Admire the Tokopa Falls

One of the park’s most popular hiking trails is the Tokopah Falls Trail, which ends at Tokopah Falls. Tokopa Falls is a scenic 1,200-foot-high waterfall that flows best in spring and early summer.

The Tocopa Falls Trail begins at Camp Lodgepole and extends about 4 miles in either direction. Although you are climbing the trail, the ascent is gradual and should be comfortable for most visitors.

The trail follows the Marble Forks of the Kaweah River with beautiful tall pines, alpine meadows and some nice stream crossings. The waterfall is beautiful, and you also have a breathtaking view from the observation tower, the summit rising behind the waterfall.

Tunnel block connection

The tunnel block is located on Meadow Crescent Road in the Giant’s Woods. In 1937, a giant sequoia fell on Crescent Meadow Road, and instead of moving it, a tunnel was dug into the trunk to make it a tourist attraction.

The tunnel in the trunk is 8 feet high and 17 feet wide, and you can still go through it when you visit Sequoia National Park. The bypass is suitable for larger vehicles that do not fit through the opening.

Placing the tunnel stone!

There is also a rock tunnel in Sequoia National Park! A huge flat rock rises above an old road, ready to form a tunnel. We saw people standing on the rock or under it for pictures.

The Generals Highway runs through Tunnel Rock, so keep an eye on it after leaving the Foothills Visitor Centre. There is a turnoff for Tunnel Rock where you can park. A paved path leads to a cliff.

Walking Crescent Meadow

The Crescent Meadow and Log Meadow trails are very popular hiking trails in Sequoia National Park. The Crescent Meadow loop is about 1.5 miles long, and you can take other short walks here and there, including a branch to Tharp’s Log, a chamber made of fallen wood.

The crescent meadow is lined with redwoods and is dotted with wildflowers in season, making for a beautiful hike. It is also a good place to look for wildlife: Possums, squirrels, deer and even bears.

Peaceful march in Muir woods

The 4-mile round-trip hike to Muir Grove offers the opportunity to enjoy the ancient redwoods in relative solitude. The grove is quite secluded and you can even have it all to yourself if you come early in the morning.

Although there are no redwoods on the trail itself, it is still very beautiful, with forests, streams and wildflowers in season. You can only walk a short distance to Muir Grove, but the part you see from the trail includes beautiful tall redwoods and lupine grass mats in early summer.

Hanging Rock Hiking

The hike to Hanging Rock offers great views of Moro Rock and the reward of the photogenic Hanging Rock. The hike is super short, about 0.35 miles, with an elevation gain of about 100 feet.

The starting point for this hike is on Moro Rock Road. At the beginning of the trail, you may encounter a burnt and hollow sequoia. We have seen hikers crawl into a hole to see the sky through a tree.
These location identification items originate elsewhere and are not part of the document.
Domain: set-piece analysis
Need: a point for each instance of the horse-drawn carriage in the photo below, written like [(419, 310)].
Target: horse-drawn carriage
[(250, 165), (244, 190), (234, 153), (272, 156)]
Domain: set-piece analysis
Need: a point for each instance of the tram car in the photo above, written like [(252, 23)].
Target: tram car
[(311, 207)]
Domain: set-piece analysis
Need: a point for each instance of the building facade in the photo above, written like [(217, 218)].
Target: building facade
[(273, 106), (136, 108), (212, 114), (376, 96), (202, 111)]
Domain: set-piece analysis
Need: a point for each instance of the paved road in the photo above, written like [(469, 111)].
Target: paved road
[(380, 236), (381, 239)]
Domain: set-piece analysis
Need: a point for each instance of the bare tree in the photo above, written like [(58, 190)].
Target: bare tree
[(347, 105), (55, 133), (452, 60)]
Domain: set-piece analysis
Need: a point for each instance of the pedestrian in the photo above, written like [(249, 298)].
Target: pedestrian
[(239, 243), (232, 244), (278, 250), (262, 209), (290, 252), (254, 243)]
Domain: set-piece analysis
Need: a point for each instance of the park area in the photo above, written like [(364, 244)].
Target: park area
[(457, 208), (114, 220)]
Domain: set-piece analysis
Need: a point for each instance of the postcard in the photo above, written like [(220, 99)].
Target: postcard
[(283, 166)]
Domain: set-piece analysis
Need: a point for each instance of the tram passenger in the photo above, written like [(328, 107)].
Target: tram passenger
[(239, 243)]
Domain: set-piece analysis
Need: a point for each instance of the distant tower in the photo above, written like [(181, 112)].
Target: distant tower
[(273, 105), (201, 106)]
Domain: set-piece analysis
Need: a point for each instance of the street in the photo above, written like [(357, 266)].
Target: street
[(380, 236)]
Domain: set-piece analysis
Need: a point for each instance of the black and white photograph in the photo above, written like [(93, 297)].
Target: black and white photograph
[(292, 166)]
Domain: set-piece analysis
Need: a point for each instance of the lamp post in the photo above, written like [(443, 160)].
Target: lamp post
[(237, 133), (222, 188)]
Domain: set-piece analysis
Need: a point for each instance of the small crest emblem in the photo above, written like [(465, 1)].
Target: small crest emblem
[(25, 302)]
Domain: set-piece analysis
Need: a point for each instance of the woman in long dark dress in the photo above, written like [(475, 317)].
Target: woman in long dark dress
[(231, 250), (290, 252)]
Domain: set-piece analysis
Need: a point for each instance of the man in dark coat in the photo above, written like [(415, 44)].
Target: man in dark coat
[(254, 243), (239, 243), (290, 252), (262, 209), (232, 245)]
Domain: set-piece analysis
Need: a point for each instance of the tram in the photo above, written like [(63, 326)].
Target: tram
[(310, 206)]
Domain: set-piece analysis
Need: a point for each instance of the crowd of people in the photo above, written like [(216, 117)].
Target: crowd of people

You can explore different trails in Balanced Rock or take a few photos of the unstable rock in equilibrium and head back.

Beetle Rock Picnic

Beetle Rock and Sunset Rock are two granite domes that overlook the park. Beetle Rock offers stunning views of the Sierra Nevada foothills. It’s a great place to lay out a blanket and have a picnic.

Beetle Rock is accessible through the Beetle Rock Center, an educational center located in the park. To get to the Beetle Rock Center, take the paved road just south of the Giant Forest Museum parking lot. If the road to the center is closed, just walk to the dome: It’s just a little piece.

Sunset Rock looks west through Sequoia National Park. The trail to Sunset Rock begins at the north end of the Giant Forest Museum parking lot and runs about a mile in either direction. If you are hiking before sunset, bring a headlamp or flashlight on your hike.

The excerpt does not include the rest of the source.